6. National Tree (Pambansang Puno)
Overview: The Narra tree (Pterocarpus indicus) is the national tree of the Philippines, known for its beautiful golden-yellow flowers.
Legal Basis: Declared the national tree in 1934 through Proclamation No. 652 by Gov. Gen. Frank Murphy, the Narra tree is protected by the Department of Environment and Natural Resources.
7. National Flower (Pambansang Bulaklak)
Overview: The Sampaguita (Jasminum sambac) is the Philippines’ national flower, known for its fragrant and pure white blossoms.
Legal Basis: Also declared as the national flower in 1934 via Proclamation No. 652 by Gov. Gen. Frank Murphy, the Sampaguita is protected by the Department of Environment and Natural Resources.
8. National Gem (Pambansang Alahas)
Overview: The Philippine Pearl, particularly the South Sea Pearl, is the country’s national gem and is celebrated for its lustrous beauty.
Legal Basis: The Philippine Pearl was proclaimed the national gem by then President Fidel V. Ramos in 1996 through Proclamation No. 905.
9. National Sport and Martial Art (Pambansang Laro at Sining ng Pakikidigma)
Overview: Arnis, a traditional Filipino martial art, is the national sport and martial art of the Philippines.
Legal Basis: Republic Act 9850, signed by then President Gloria Macapagal-Arroyo, declared Arnis as the national sport and martial art in 2009.
10. National Language (Pambansang Wika)
Overview: Filipino, based on Tagalog, is the national language of the Philippines, reflecting the country’s linguistic diversity.
Legal Basis: The 1987 Constitution recognizes Filipino as the national language, with English as an official language.

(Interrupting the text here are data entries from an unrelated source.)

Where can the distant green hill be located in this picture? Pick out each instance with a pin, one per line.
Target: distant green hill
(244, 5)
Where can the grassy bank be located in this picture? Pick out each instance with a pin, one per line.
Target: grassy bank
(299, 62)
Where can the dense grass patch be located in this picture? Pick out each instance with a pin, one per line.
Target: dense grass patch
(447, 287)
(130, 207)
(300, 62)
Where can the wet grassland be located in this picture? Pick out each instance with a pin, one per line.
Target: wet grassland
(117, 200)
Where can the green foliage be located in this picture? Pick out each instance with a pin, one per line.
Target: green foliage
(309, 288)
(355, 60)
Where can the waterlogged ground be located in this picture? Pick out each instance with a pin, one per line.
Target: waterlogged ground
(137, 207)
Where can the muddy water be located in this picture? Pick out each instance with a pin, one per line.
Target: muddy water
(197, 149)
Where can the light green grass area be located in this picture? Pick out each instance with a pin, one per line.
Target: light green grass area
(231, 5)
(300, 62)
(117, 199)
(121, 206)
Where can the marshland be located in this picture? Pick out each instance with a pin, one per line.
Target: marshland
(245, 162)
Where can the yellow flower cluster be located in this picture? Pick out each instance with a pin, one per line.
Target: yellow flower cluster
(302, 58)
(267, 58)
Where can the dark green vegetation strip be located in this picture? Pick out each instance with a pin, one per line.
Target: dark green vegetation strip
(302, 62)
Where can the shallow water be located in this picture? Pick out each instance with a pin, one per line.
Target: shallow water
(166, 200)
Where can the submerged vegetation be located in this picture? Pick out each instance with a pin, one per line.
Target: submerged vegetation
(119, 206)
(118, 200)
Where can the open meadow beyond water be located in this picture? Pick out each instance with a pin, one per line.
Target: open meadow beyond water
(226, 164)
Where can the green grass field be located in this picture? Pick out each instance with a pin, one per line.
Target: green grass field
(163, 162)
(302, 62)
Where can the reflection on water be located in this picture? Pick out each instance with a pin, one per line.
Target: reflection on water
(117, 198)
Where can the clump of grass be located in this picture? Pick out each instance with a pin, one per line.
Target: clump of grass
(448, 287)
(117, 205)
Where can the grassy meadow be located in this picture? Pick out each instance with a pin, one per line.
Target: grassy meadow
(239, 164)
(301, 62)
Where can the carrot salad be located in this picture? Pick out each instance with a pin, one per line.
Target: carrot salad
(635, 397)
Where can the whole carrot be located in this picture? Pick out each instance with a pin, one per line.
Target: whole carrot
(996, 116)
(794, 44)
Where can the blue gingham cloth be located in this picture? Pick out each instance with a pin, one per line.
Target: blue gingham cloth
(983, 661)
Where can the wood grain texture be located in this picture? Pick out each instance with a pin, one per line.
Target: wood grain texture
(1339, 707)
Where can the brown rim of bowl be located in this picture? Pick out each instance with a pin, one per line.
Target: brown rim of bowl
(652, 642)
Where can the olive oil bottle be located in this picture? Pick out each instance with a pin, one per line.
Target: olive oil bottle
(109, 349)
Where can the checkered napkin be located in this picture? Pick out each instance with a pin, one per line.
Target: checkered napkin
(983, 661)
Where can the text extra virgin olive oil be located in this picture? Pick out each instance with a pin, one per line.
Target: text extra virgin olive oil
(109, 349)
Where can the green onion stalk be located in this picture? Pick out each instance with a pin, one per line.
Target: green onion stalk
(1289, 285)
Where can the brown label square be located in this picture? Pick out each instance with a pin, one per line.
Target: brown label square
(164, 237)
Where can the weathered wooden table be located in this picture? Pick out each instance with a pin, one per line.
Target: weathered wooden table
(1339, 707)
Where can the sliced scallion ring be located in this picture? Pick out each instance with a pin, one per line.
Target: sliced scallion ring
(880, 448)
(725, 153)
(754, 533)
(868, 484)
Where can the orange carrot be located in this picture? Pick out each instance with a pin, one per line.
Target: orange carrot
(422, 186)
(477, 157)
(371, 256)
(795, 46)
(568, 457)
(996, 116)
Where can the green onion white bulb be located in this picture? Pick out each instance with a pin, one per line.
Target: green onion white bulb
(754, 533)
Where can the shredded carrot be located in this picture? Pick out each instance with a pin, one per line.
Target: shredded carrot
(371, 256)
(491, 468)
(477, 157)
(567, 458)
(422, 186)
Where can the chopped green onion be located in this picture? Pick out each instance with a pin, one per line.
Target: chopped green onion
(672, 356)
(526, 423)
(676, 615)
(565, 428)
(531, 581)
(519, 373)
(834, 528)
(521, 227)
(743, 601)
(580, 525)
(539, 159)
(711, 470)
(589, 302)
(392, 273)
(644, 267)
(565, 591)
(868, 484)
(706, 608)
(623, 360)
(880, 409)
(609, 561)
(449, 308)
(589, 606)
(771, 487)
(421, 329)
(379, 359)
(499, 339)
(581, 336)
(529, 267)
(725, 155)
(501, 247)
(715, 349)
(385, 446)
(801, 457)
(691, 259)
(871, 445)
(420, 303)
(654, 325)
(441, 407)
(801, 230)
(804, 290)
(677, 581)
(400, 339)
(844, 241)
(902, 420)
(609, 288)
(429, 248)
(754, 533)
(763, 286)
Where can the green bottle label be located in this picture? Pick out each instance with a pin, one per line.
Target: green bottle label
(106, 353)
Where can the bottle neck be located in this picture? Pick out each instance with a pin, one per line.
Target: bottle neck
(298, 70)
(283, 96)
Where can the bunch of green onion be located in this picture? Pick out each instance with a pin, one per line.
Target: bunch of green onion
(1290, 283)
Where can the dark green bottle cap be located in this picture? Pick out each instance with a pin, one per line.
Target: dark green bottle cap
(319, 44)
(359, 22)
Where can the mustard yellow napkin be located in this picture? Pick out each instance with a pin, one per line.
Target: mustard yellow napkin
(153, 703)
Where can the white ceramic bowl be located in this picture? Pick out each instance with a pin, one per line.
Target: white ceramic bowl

Unofficial National Symbols of the Philippines
While official national symbols hold a special place in a country’s identity, there are also unofficial symbols that resonate deeply with the people of the Philippines. These unofficial symbols are not officially designated by government decrees or laws but are widely embraced by the population for their cultural significance, historical relevance, and representation of the Filipino spirit.
So, what makes these symbols unofficial, and why are they not officially recognized? Additionally, should teachers still teach these unofficial symbols to their students?
Unofficial Status: The unofficial national symbols of the Philippines have not been officially declared by law or government proclamation. They are symbols that have naturally evolved over time and have become ingrained in the culture, identity, and daily lives of Filipinos.
Why Unofficial: The unofficial status of these symbols can be attributed to various reasons, including the absence of specific legislation to designate them as official symbols, the organic development of cultural symbols, and the diverse and decentralized nature of Filipino culture, which has led to multiple local and regional symbols.
Teaching Unofficial Symbols: Educators should consider teaching unofficial national symbols alongside the official ones to provide a more comprehensive understanding of the country’s cultural heritage and identity. While unofficial, these symbols are deeply rooted in the Filipino consciousness and contribute to the rich tapestry of national identity.